No longer is growth moving at a “solid pace,” but it has “moderated somewhat.”
That’s Fed talk for the economic data has been crap. Fed Chair Janet Yellen backed that up by telling markets during her press conference, that payrolls data is no longer a reason to push for a rate hike.
The FOMC minutes showed that growth projections slipped from 2.6-three percent to 2.3-2.7 percent GDP growth, and inflation forecasts remain muddled.
The longer-run FOMC economic projection of the growth rate for real gross domestic product (midpoint) looks meek. Is there supposed to be a recovery in there somewhere?
It came down to the dollar’s never-ending surge.

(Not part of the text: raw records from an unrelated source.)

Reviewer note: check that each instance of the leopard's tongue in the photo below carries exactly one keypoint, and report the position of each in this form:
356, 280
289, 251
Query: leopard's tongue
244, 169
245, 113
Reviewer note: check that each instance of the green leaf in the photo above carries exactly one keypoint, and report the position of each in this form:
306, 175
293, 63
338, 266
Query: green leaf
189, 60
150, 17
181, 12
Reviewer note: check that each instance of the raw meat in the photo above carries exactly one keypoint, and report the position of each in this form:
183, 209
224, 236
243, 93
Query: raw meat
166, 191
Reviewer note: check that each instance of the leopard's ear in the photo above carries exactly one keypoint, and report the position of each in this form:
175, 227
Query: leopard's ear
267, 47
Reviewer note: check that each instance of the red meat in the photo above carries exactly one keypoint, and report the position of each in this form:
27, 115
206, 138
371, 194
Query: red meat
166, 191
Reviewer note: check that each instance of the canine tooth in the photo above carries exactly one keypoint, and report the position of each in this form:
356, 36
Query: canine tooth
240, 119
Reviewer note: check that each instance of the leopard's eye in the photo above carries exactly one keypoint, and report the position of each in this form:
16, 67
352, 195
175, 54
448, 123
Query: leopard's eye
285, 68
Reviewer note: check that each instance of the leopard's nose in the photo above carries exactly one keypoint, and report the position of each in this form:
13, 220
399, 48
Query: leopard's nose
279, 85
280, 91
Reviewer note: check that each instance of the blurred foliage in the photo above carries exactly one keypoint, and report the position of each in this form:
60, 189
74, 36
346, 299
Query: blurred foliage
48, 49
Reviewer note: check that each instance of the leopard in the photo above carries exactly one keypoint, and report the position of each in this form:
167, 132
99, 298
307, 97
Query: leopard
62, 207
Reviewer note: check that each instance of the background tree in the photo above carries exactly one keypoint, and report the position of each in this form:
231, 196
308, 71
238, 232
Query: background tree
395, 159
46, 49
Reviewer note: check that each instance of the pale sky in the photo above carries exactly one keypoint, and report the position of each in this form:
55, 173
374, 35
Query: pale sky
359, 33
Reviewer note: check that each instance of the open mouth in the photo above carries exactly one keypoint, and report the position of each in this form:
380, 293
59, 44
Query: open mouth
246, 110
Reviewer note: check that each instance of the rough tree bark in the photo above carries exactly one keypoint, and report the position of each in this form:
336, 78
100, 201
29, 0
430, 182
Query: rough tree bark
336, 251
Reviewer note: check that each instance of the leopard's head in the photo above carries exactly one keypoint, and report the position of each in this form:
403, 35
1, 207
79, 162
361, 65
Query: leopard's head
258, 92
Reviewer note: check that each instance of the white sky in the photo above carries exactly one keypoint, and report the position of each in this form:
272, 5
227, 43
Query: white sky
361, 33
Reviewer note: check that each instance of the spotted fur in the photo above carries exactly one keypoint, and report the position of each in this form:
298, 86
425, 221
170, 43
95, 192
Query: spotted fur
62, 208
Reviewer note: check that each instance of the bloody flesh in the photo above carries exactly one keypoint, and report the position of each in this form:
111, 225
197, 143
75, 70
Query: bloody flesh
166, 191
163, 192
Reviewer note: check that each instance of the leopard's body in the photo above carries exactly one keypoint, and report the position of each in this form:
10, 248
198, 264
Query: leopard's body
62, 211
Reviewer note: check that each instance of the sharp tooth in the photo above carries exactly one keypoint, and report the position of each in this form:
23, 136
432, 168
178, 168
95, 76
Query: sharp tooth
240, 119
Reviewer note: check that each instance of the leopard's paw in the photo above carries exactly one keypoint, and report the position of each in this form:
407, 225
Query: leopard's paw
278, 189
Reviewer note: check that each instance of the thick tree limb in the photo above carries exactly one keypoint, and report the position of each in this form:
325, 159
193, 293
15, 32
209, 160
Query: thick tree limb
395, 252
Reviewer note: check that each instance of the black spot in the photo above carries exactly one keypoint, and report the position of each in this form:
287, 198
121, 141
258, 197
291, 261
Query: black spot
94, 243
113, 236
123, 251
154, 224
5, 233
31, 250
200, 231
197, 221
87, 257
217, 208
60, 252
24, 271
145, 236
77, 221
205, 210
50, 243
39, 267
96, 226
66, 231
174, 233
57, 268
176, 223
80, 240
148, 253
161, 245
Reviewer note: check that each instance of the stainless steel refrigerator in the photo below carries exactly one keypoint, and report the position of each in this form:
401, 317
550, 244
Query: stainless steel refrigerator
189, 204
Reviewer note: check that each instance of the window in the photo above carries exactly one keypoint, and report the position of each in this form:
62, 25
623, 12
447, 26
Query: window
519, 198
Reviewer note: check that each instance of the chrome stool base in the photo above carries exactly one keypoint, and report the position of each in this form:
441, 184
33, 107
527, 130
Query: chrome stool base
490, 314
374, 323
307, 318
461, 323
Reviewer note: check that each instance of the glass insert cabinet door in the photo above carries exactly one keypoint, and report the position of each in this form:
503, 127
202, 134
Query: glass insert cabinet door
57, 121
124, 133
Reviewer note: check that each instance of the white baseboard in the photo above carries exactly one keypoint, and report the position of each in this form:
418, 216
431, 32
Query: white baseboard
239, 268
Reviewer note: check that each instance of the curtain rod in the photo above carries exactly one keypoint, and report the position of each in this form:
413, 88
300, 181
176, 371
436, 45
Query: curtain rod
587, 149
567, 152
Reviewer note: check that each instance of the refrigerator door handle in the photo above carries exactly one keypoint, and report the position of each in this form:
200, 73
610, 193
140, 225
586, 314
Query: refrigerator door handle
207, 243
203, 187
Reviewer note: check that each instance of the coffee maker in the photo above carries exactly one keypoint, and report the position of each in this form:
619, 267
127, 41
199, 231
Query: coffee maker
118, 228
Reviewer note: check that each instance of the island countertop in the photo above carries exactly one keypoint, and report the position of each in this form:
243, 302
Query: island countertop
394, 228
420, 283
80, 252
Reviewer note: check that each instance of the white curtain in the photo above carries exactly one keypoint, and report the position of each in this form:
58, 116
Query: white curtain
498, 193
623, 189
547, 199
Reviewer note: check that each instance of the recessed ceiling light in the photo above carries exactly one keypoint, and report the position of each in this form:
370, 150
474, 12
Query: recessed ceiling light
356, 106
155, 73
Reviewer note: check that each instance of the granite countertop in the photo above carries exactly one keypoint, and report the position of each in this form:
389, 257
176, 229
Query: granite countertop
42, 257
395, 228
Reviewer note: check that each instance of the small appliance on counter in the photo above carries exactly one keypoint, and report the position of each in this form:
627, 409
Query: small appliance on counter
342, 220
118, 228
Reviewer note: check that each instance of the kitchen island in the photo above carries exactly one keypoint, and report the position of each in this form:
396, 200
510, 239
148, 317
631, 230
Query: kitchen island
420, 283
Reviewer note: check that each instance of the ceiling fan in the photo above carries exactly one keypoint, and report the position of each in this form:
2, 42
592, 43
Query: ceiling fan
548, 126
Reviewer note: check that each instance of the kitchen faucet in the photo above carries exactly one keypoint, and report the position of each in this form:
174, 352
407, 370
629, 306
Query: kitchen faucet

With eight, going on nine months, of consecutive monthly gains, the US dollar has wrecked havoc both on corporate profits and exports. It has been the byproduct of global central banks waging a currency war and the assumption that the Fed will tighten sooner than later.
The Fed has now entered the currency war, as language was designed to talk the currency lower – a move out of ECB president Mario Draghi’s playbook.
On March 11, I mentioned that the Fed would have no other option but to join the currency war:
The new normal: the #dollar is up 10.68 percent since Feb. The #federalreserve will be FORCED into the #currenywar
— Chris Lemieux (@Lemieux_26) March 12, 2015
The effective Fed funds rate will unlike be increased with the dollar as these levels, which I tweeted on March 10:
#dollar strengthens as the effective #Fed funds rate rises. The effective rate increases with a rate hike boosts $DXY pic.twitter.com/1xSa7d40BC
— Chris Lemieux (@Lemieux_26) March 10, 2015
The dollar will continue to increase given the QE programs across the globe. It’s only a matter of time before the Fed does more than jawbone.